Like the executives in these two counties, businesses face the same daunting challenges presented by the sheer volume of e-mail. So what to do?
Here are 10 rules for taming the e-mail monster.
Organize e-mails into context groups. By categorizing e-mails, such as employee reviews or projects, you end up with a solid, daily to-do list.
Quickly eliminate what doesn’t matter. Kill the junk right away and immediately prioritize the rest.
Read it once, but right away. 94 percent of executives and managers we surveyed around the world said e-mail should be dealt with either immediately or within the first few hours of getting it.
Keep it short. Get to the point, no more than a couple of paragraphs. Businesspeople are buried, just like you. Just write what is necessary.
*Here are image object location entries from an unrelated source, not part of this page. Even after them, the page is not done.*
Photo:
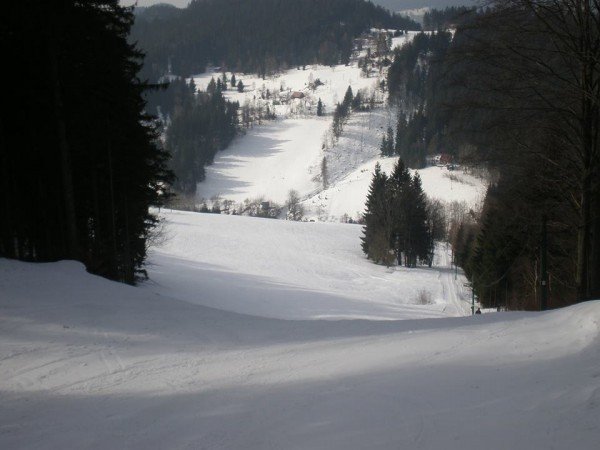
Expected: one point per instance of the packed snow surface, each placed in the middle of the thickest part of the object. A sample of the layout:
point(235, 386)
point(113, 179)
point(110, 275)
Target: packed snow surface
point(89, 363)
point(287, 153)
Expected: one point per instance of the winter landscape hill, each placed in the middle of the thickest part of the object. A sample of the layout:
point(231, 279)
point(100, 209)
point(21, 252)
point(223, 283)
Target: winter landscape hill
point(97, 364)
point(256, 333)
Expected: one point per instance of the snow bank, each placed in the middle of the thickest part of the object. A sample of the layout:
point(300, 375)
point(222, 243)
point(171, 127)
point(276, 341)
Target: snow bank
point(294, 270)
point(88, 363)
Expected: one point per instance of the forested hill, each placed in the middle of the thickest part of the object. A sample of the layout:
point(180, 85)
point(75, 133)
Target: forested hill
point(258, 36)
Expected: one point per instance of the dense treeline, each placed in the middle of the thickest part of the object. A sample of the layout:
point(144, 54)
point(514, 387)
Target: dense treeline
point(201, 124)
point(414, 80)
point(521, 95)
point(399, 221)
point(80, 164)
point(259, 36)
point(449, 17)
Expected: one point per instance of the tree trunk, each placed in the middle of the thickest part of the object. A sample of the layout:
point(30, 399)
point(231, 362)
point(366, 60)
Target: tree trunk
point(65, 157)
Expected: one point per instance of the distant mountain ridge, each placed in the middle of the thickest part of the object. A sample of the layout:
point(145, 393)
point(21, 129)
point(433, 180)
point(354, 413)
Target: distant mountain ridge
point(260, 36)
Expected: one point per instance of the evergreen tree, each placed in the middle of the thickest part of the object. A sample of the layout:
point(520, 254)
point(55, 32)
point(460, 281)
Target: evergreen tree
point(378, 220)
point(99, 166)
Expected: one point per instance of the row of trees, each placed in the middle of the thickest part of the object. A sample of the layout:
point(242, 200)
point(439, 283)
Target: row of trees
point(415, 88)
point(261, 36)
point(409, 142)
point(80, 164)
point(520, 94)
point(399, 222)
point(201, 124)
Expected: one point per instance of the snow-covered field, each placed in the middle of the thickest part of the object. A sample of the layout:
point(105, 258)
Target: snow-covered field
point(295, 270)
point(287, 153)
point(89, 363)
point(269, 334)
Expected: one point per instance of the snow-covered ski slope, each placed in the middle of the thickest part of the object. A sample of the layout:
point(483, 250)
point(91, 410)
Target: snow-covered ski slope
point(295, 270)
point(287, 153)
point(91, 364)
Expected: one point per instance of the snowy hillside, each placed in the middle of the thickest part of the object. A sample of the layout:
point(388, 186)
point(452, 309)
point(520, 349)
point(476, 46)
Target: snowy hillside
point(294, 270)
point(288, 153)
point(88, 363)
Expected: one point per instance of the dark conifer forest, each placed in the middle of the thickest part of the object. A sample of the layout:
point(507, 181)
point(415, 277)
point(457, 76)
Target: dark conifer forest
point(80, 163)
point(515, 90)
point(259, 36)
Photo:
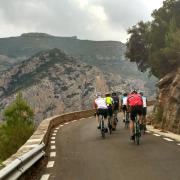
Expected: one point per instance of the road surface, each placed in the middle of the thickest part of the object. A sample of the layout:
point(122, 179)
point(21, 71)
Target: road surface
point(82, 154)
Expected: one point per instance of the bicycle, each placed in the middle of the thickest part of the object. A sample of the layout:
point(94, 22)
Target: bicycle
point(115, 120)
point(137, 131)
point(126, 123)
point(110, 124)
point(102, 128)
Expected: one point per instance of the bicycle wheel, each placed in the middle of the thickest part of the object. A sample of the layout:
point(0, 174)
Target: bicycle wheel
point(126, 125)
point(114, 123)
point(102, 128)
point(110, 125)
point(137, 133)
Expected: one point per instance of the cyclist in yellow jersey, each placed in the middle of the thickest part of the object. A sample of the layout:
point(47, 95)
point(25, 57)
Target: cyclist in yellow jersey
point(109, 103)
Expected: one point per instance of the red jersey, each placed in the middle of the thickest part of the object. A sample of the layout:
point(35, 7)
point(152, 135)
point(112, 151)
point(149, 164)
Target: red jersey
point(134, 100)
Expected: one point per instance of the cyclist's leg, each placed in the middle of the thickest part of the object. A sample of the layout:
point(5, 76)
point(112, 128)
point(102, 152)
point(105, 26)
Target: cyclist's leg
point(140, 114)
point(105, 115)
point(98, 113)
point(133, 114)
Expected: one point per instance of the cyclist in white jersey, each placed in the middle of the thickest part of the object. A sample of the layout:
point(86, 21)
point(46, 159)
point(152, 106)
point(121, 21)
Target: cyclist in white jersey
point(101, 108)
point(124, 105)
point(144, 111)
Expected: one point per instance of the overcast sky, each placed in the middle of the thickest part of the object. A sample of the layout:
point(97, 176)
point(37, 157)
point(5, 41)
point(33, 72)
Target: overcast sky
point(88, 19)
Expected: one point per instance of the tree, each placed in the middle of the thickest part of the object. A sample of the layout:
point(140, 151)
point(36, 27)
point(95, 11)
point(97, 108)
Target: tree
point(17, 127)
point(155, 45)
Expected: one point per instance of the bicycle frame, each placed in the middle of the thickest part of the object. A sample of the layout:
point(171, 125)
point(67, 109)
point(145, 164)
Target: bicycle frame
point(137, 131)
point(126, 125)
point(102, 126)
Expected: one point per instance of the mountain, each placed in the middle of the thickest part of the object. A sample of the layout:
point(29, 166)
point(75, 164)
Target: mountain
point(108, 56)
point(53, 83)
point(167, 110)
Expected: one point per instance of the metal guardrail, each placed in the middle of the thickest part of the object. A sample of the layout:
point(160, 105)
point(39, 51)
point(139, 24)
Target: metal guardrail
point(17, 167)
Avoid e-mail multipliers. Those are communications that do little more than expand exponentially the number of e-mails. Reducing e-mail overload requires monitoring your own e-mail habits and in some cases, showing others how a little thought before hitting the “reply” key can save everyone time. Here are some tips:
Use the subject line as the message itself. If it’s a one-word reply, add it to the original subject line.
Specify “no need to reply.”
Put “DRIB” in the subject line. Stands for “Don’t Read If Busy.” If you must waste people’s time, at least warn them.
Kill the self-perpetuating e-mail, whose biggest category is jokes. A few of these actually can be funny, but senders often do not distinguish and just send all of them to everyone on their mailing e-mail list. Employees sometimes route these to others inside the company, not realizing that e-mail at their company is monitored.
Use e-mail as a filing system. This creates a fail-safe, so nothing falls through the cracks. It also allows you to track areas with the most internal activity based on the number of e-mails on that particular subject.
Return e-mail you should not have received. You might be on “reply all” lists that you were always on. One returned e-mail with a short note saying you don’t need these reduces future inbox growth.
Use as appropriate medium. Great for sending attached spreadsheets, presentations and short notes. Not so good when human interaction (such as relaying very bad news) is required.
Keep assistants in the loop. Assistants make the trains run on time; keep them plugged in.
Use the telephone. E-mail does not solve everything. Sometimes an e-mail is being sent from one cubicle to a cubicle next door, or to a person in an office just across the hall. Sometimes it is more effective to just pick up the phone and call. Or, heaven forbid, get up and go talk to someone. Face-to-face.